Melanocytic nevi, including acquired nevi, typically contain nests of melanocytes, which are defined as aggregates of at least three melanocytes. They can populate different compartments of the skin. When a benign melanocytic proliferation with nests is confined to the epidermis, it is referred to as a junctional melanocytic nevus. When in addition to junctional nests melanocytes are also present in the dermis, a benign lesion is referred to as a compound nevus. Exclusive intradermal growth of benign melanocytes represents an intradermal nevus.
The origin of melanocytic nevi has been debated for a long time. In 1893 Unna suggested that epidermal melanocytes were the source of common acquired nevi and that most nevi started as junctional nevi from which some melanocytes would migrate to the superficial dermis to form compound nevi. He named this process “Abtropfung” (dropping off). Accordingly, it was assumed that purely intradermal nevi result after involution of the junctional component. An alternate theory proposes that dermal melanocytic precursor cells may be the source of many melanocytic nevi and that in compound melanocytic nevi the dermoepidermal junction is populated from below (so-called Hochsteigerung, or climbing up).

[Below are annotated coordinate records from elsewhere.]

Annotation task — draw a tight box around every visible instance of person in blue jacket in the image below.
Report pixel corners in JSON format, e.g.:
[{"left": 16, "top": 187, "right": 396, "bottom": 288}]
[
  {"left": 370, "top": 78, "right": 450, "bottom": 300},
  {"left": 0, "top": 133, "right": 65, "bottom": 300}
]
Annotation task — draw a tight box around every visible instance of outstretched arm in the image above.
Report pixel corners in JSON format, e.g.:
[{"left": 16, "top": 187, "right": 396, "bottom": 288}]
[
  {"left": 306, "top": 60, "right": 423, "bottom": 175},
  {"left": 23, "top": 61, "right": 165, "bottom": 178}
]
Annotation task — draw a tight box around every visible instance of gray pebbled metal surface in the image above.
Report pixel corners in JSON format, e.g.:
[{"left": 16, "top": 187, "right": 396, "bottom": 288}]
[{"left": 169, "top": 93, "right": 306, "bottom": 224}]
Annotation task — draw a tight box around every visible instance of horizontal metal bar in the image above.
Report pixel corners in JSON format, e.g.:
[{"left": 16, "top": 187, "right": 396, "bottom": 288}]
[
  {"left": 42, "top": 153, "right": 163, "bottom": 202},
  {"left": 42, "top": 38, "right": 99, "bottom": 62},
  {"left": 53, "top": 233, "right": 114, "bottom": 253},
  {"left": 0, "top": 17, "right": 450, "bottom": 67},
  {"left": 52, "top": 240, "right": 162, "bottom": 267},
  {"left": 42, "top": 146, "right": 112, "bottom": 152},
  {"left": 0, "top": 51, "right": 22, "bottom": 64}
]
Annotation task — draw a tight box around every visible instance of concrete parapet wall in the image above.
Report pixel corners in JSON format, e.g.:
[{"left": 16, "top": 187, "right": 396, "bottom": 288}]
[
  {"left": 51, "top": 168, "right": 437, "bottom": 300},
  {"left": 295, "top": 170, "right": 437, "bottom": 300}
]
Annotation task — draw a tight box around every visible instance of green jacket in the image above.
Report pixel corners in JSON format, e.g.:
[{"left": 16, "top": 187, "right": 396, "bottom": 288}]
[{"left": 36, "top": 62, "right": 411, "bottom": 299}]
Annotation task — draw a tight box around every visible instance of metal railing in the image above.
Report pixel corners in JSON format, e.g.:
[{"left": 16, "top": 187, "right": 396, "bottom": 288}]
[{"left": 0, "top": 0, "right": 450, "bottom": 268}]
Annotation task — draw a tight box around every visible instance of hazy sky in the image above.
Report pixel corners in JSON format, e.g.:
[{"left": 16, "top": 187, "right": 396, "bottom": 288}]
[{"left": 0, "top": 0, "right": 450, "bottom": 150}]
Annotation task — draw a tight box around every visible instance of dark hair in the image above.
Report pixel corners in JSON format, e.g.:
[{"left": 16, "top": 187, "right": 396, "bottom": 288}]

Studies on nevi at various ages have shown that compound and intradermal melanocytic nevi outnumber junctional nevi in children. Furthermore, junctional melanocytic nevi occur more frequently in older individuals. It is therefore likely that acquired nevi displaying a predominantly intradermal growth in a pattern that has historically been associated with congenital nevi result from an initiating oncogenic mutation in a dermal melanocyte rather than epidermal melanocyte. It seems less likely that these nevi would have progressed through a junctional phase. The so-called congenital pattern of compound melanocytic nevi is more plausibly explained by a dermal origin of lesional melanocytes. On the other hand, those nevi developing later in life that begin as macular lesions in a sun-exposed distribution are probably derived from a junctional melanocyte and may follow the pattern of “Abtropfung” as proposed by Unna.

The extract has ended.